Il y avait la pluie et le tonnerre. Le duvet humide. L'odeur un peu moisie de la tente. Les rires, les cris, la musique dehors. La fatigue, les yeux qui piquent. Mes pieds tout froids et les éclairs. Je ne parvenais pas à trouver le sommeil. Comme si j'attendais quelque chose. Ou quelqu'un. Cette nuit de 14 juillet me rappelait celle de mes huit ou neuf ans. Un été, des vacances avec mes parents et ma meilleure amie. Un orage terrifiant, comme celui-là. La même peur : une peur de petite fille.
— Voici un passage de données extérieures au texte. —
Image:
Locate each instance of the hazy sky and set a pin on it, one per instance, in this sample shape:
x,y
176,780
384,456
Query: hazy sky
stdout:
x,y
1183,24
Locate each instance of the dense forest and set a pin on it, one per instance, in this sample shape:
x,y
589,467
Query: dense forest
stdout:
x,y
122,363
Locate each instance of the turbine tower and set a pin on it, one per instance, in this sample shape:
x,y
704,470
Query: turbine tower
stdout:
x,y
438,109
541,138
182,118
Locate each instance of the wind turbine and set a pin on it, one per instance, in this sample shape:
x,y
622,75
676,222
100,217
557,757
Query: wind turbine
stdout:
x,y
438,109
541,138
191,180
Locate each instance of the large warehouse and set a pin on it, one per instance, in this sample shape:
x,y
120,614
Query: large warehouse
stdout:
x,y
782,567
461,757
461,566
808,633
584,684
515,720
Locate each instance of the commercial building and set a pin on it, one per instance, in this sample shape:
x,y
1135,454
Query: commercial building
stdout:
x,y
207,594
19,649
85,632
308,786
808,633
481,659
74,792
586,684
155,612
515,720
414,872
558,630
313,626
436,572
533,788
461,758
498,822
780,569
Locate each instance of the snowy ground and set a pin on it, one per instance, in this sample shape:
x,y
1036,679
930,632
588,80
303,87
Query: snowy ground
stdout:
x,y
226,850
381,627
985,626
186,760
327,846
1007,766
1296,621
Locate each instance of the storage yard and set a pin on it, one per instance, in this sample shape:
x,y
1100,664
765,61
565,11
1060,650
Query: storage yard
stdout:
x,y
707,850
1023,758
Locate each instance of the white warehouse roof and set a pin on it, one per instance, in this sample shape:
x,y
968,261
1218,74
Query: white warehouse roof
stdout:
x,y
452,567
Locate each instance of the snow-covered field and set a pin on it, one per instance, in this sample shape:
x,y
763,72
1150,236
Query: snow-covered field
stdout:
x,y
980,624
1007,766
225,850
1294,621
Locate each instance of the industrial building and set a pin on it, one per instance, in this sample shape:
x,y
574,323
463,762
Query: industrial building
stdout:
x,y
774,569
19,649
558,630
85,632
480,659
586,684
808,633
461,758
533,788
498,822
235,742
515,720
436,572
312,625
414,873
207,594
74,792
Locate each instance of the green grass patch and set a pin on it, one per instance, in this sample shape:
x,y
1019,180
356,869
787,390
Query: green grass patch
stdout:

J'étais seule dans ces deux duvets convertis en un seul. A deux doigts de glisser du matelas pneumatique, seule à maudire cette fichue idée de camping. Je ne parvenais pas à trouver le sommeil. Une heure a dû s'écouler, dans la torpeur, dans la nervosité et l'épuisement. De ces instants où le temps nous échappe un peu, où on bascule vers un nulle part, où on n'a plus qu'une vague conscience de qui on est et d'où on se trouve, comme dans du coton.
Et puis, dans le bruissement de l'herbe, j'ai entendu le gémissement de la fermeture éclair, distingué la lueur d'une lampe de poche. Entrevu une silhouette familière. Il est entré dans la tente, a retiré ses chaussures. Il s'est couché à côté de moi, dans ces deux duvets convertis en un seul. Il m'a prise dans ses bras. M'a dit de ne pas m'en faire, et de dormir. Et moi, j'ai béni la vie de m'avoir offert cet orage et cette sensation étrange : celle de ne manquer de rien. J'ai vraiment vécu ça. Un orage terrible, ses bras autour de mon visage, ses lèvres sur mon front, et l'impression que rien ne pourrait m'arriver, que rien ne pourrait nous arriver.
Si la vie est difficile, si l'amour est compliqué, si un jour tout peut être bleu et le lendemain gris, il y a quelque chose dont je suis absolument certaine, malgré le doute et les épreuves... C'est qu'il y a des instants qui valent la peine qu'on s'en souvienne.